While the coffee at 5 Pailles is not bottomless, it is excellent… and the menu is à la carte. Plus, they deal with their queue in a manner that makes me not want to kill anyone. (Via app. The French cannot stand in lines without cutting. It’s stressful at the best of times, and worse when one has a hangover.) And since they sell coffee to go to patrons patiently waiting for their table, it ticked all my brunch boxes.
The menu here is mercifully short – ideal for the decision-averse among us – with just nine choices of main dish. While the oeuf burger certainly looks enticing for messier mornings, featuring avocado, fried egg, cheddar, mushrooms, and fried onions on a bun, on this visit, we zeroed in on two other savory offerings. The first, the Nordique, sees two poached eggs settled atop an English muffin, draped with delicious smoked salmon and served with hollandaise. The side of salad lightens the dish up nicely.
The cilbir, meanwhile, sees two poached eggs settled on country toast and dolloped with yogurt, avocado, mint, za’atar, and walnuts, for a breakfast with decidedly Turkish inspiration. It’s served with a drizzle of chile oil and – if you ask nicely – extra hot sauce. I loved both, but this one took the cake.

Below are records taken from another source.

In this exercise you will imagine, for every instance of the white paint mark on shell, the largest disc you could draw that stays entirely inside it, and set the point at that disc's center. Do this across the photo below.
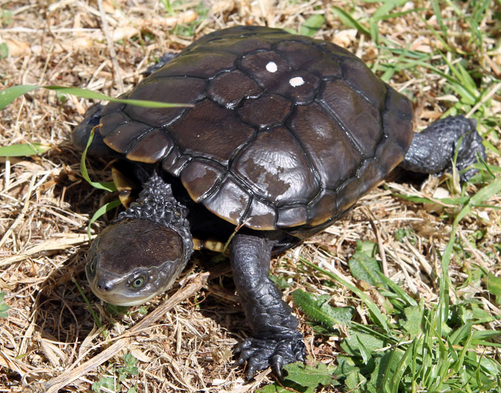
(271, 67)
(296, 81)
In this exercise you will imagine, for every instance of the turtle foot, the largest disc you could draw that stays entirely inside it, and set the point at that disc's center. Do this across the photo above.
(275, 353)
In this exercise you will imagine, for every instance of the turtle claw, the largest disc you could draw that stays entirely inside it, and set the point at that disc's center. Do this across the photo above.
(263, 353)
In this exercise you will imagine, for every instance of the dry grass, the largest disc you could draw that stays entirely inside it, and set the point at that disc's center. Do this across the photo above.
(45, 205)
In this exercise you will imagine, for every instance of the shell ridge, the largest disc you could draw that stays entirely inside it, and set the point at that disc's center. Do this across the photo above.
(309, 159)
(343, 127)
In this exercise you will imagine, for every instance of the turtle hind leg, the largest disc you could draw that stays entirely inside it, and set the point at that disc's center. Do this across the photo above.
(433, 149)
(275, 341)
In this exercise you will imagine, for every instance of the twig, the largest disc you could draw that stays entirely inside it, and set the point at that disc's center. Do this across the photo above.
(111, 48)
(66, 378)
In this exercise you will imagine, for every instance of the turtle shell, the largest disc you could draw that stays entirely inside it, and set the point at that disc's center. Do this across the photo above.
(284, 131)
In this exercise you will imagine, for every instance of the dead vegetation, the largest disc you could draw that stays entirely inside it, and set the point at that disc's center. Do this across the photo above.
(45, 205)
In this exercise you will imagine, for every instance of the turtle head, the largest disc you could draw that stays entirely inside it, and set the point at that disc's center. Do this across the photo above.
(134, 260)
(141, 254)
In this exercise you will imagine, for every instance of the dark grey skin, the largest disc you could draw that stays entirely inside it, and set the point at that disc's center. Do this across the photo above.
(142, 253)
(275, 340)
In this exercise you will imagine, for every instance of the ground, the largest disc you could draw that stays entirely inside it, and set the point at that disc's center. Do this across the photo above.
(45, 205)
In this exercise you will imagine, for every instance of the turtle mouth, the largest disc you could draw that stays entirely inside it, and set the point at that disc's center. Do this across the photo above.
(120, 299)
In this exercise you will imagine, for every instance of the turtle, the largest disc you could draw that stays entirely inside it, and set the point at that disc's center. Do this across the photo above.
(281, 135)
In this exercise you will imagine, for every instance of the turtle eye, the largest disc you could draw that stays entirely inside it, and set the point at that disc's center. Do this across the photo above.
(92, 266)
(138, 282)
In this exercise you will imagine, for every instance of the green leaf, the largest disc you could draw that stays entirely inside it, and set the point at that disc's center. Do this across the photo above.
(361, 344)
(312, 25)
(3, 307)
(494, 286)
(24, 149)
(414, 316)
(319, 310)
(308, 376)
(378, 318)
(4, 50)
(364, 267)
(109, 186)
(349, 21)
(11, 93)
(101, 211)
(104, 382)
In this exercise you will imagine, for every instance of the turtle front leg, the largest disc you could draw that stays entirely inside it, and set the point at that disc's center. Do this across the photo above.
(275, 340)
(433, 149)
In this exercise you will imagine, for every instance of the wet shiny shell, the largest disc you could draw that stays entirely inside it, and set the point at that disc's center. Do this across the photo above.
(286, 131)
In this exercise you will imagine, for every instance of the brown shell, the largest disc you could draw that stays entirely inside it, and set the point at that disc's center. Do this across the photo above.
(286, 131)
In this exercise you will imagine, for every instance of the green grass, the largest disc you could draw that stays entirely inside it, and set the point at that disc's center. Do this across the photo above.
(409, 345)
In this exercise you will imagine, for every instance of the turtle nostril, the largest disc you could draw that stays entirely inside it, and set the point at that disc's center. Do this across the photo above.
(104, 286)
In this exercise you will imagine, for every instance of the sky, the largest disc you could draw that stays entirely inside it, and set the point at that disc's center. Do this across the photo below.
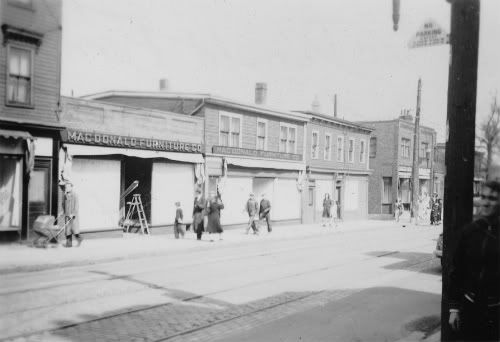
(302, 49)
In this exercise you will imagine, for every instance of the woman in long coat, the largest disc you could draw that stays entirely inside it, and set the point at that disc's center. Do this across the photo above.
(214, 206)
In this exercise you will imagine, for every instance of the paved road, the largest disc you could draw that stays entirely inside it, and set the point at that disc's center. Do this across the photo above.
(233, 291)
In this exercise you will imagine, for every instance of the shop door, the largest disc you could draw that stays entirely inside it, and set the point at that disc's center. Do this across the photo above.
(39, 192)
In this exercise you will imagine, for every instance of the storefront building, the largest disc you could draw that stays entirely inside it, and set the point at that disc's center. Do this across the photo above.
(105, 148)
(249, 148)
(337, 165)
(391, 158)
(29, 123)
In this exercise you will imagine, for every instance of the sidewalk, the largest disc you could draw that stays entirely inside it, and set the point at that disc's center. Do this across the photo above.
(21, 258)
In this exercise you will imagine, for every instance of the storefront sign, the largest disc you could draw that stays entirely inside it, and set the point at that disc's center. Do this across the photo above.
(255, 153)
(110, 140)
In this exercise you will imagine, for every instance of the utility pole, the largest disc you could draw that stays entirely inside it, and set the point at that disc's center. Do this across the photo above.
(460, 145)
(414, 171)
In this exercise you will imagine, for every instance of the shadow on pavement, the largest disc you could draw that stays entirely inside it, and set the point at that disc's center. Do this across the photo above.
(411, 261)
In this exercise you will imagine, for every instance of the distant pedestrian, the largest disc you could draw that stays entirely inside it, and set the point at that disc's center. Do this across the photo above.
(214, 206)
(333, 217)
(179, 227)
(252, 208)
(198, 214)
(327, 210)
(71, 215)
(265, 211)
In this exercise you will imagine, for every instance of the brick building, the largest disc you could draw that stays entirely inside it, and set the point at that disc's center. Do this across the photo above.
(30, 64)
(391, 158)
(338, 165)
(249, 147)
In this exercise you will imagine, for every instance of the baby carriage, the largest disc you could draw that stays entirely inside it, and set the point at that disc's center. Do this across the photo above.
(48, 230)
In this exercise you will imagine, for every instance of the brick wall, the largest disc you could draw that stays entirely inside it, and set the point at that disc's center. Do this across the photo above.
(43, 18)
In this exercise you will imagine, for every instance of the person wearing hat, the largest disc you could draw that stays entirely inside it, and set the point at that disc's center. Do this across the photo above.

Fans of sweeter breakfast might opt instead of house-made granola, pancakes with fruit, hazelnuts, and maple syrup, or even cinnamon rolls. And in addition to excellent cold brew, you can snag kombucha, lattes, chai, and more. Plus, each main hovers at somewhere between 11 and 14 euros.
Bingo. This is now my brunch go-to. A word of warning, however, should you ever cross my path there before noon: First, check my hand for coffee.